United States District Court, District of Colorado

May 12, 2015

TRAVIS HODSON, Applicant,
v.
COLORADO MENTAL HEALTH INSTITUTE AT PUEBLO, and THE ATTORNEY GENERAL OF THE STATE OF COLORADO, Respondents.

ORDER DENYING MOTION TO RECONSIDER

LEWIS T. BABCOCK, Senior Judge United States District Court

The matter before the Court is the “Motion to Relief From Judgment, ” ECF No. 23, that Applicant filed on May 6, 2015. The Court must construe the Motion liberally because Applicant is a pro se litigant. See Haines v. Kerner, 404 U.S. 519, 520-21 (1972); Hall v. Bellmon, 935 F.2d 1106, 1110 (10th Cir. 1991). For the reasons stated below, the Court will deny the Motion.
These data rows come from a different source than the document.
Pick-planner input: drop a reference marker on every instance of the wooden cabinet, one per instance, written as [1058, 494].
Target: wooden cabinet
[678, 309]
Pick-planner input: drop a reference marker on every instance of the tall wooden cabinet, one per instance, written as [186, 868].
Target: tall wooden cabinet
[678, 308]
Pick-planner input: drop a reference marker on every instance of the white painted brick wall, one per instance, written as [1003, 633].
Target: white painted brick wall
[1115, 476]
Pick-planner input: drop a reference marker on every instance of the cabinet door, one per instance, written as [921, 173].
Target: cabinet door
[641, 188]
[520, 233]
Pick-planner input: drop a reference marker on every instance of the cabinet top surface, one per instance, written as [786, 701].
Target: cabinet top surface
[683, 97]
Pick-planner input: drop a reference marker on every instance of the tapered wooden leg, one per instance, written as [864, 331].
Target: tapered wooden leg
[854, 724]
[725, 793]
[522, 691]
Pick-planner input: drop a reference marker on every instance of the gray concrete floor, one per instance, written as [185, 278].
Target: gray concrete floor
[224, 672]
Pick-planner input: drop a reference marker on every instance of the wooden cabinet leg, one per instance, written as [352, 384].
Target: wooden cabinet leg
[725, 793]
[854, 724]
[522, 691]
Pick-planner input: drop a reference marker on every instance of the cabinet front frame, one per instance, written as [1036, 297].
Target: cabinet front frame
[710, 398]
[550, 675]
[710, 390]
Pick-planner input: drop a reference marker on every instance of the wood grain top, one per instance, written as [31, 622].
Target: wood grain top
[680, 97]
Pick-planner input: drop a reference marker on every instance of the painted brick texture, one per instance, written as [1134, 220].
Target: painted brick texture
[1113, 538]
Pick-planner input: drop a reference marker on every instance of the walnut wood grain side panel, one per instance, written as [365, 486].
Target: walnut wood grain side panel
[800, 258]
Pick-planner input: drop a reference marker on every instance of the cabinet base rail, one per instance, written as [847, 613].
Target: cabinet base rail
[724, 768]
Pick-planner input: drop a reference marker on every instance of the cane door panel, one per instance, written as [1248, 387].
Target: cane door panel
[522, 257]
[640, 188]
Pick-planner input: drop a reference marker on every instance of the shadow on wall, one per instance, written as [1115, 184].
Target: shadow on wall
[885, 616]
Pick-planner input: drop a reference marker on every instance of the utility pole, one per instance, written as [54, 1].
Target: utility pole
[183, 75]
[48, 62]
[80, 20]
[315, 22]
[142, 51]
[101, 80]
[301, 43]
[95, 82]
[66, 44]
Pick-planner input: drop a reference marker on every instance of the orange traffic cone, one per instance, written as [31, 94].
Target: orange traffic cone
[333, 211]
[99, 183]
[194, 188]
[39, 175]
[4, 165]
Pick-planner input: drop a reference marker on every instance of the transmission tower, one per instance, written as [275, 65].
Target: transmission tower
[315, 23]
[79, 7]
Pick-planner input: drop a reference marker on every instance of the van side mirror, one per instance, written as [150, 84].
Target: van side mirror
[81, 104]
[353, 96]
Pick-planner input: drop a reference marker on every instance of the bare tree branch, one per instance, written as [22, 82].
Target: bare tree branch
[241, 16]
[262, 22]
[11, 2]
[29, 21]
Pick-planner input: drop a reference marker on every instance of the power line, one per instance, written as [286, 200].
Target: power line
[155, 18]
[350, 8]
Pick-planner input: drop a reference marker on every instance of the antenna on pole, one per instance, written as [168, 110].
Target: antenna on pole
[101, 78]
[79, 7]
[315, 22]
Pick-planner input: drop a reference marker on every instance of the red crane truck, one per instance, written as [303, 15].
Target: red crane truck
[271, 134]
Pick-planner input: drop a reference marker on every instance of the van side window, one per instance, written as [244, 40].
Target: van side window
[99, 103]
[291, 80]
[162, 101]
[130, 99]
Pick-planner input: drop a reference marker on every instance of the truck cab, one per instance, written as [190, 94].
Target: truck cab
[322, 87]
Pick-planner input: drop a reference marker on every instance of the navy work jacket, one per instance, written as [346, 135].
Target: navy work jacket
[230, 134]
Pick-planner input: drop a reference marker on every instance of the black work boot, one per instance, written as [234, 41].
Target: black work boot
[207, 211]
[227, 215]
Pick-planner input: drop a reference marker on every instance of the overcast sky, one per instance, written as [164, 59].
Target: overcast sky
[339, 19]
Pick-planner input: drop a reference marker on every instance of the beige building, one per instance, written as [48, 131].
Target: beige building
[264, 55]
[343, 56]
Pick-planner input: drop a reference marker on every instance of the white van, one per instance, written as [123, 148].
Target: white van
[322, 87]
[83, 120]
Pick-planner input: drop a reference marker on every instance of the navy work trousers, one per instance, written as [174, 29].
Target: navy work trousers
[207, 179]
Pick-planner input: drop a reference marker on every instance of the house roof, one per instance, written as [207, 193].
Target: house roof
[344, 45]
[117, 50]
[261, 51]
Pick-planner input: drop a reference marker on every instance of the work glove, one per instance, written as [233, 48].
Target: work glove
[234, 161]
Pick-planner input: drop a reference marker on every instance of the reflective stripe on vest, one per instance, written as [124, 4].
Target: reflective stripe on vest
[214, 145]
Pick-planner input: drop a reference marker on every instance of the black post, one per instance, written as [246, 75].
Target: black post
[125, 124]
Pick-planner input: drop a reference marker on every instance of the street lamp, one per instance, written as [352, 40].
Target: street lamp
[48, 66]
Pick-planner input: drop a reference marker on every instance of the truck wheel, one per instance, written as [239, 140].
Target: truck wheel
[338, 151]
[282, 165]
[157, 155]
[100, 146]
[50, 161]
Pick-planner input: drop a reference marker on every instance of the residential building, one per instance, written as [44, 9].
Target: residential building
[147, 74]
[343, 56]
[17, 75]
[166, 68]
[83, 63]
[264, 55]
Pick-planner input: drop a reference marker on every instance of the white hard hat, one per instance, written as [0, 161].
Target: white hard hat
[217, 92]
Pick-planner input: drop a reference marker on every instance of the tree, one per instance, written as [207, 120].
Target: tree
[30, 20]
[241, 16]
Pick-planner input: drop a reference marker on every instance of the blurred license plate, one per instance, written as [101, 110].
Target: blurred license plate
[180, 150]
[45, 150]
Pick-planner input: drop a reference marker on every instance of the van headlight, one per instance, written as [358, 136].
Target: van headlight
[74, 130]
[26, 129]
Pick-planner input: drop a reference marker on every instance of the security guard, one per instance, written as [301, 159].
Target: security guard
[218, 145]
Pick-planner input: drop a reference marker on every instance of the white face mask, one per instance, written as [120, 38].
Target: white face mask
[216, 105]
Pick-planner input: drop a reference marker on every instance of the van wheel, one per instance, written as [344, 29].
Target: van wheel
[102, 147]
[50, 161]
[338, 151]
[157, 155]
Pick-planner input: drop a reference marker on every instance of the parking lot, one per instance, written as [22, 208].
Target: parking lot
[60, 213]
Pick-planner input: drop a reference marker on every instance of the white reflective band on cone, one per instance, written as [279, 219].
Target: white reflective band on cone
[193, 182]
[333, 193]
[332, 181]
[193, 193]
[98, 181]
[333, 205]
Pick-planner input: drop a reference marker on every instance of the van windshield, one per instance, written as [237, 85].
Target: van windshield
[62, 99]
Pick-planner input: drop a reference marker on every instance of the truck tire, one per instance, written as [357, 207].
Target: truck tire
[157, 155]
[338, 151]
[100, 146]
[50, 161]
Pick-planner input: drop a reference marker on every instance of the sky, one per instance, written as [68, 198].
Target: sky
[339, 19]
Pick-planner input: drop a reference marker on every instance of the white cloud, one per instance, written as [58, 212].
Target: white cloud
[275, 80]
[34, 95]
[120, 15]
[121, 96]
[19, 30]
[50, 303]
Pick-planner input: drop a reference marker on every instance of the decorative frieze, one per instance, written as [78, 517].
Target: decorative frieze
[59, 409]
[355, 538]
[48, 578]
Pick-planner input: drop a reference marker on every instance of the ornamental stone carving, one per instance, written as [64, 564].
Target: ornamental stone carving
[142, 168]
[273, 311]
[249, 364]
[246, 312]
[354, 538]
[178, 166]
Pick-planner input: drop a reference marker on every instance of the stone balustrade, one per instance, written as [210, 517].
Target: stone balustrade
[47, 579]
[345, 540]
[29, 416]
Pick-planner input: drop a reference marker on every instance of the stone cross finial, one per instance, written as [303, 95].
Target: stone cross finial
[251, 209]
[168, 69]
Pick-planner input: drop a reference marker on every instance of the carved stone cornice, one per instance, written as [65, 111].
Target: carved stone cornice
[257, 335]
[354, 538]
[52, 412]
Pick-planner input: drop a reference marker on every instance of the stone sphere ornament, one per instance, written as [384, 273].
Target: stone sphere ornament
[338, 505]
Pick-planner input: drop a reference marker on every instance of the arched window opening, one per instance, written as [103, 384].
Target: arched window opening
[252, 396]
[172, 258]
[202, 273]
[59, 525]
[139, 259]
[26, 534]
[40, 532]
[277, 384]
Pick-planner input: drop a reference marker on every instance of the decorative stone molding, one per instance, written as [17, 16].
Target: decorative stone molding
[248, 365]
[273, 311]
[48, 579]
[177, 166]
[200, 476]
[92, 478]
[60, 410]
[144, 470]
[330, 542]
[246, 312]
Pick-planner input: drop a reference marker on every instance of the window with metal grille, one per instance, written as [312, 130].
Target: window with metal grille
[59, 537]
A litigant subject to an adverse judgment, and who seeks reconsideration by the district court of that adverse judgment, may “file either a motion to alter or amend the judgment pursuant to Fed.R.Civ.P. 59(e) or a motion seeking relief from the judgment pursuant to Fed.R.Civ.P. 60(b).” Van Skiver v. United States, 952 F.2d 1241, 1243 (10th Cir. 1991). A motion to alter or amend the judgment must be filed within twenty-eight days after the judgment is entered. See Fed.R.Civ.P. 59(e). Because the Motion to Reconsider was filed more than twenty-eight days after the dismissal of this case, (case was dismissed on February 6, 2015), the Court will consider the Motion pursuant to Rule 60(b) See Van Skiver, 952 F.2d at 1243.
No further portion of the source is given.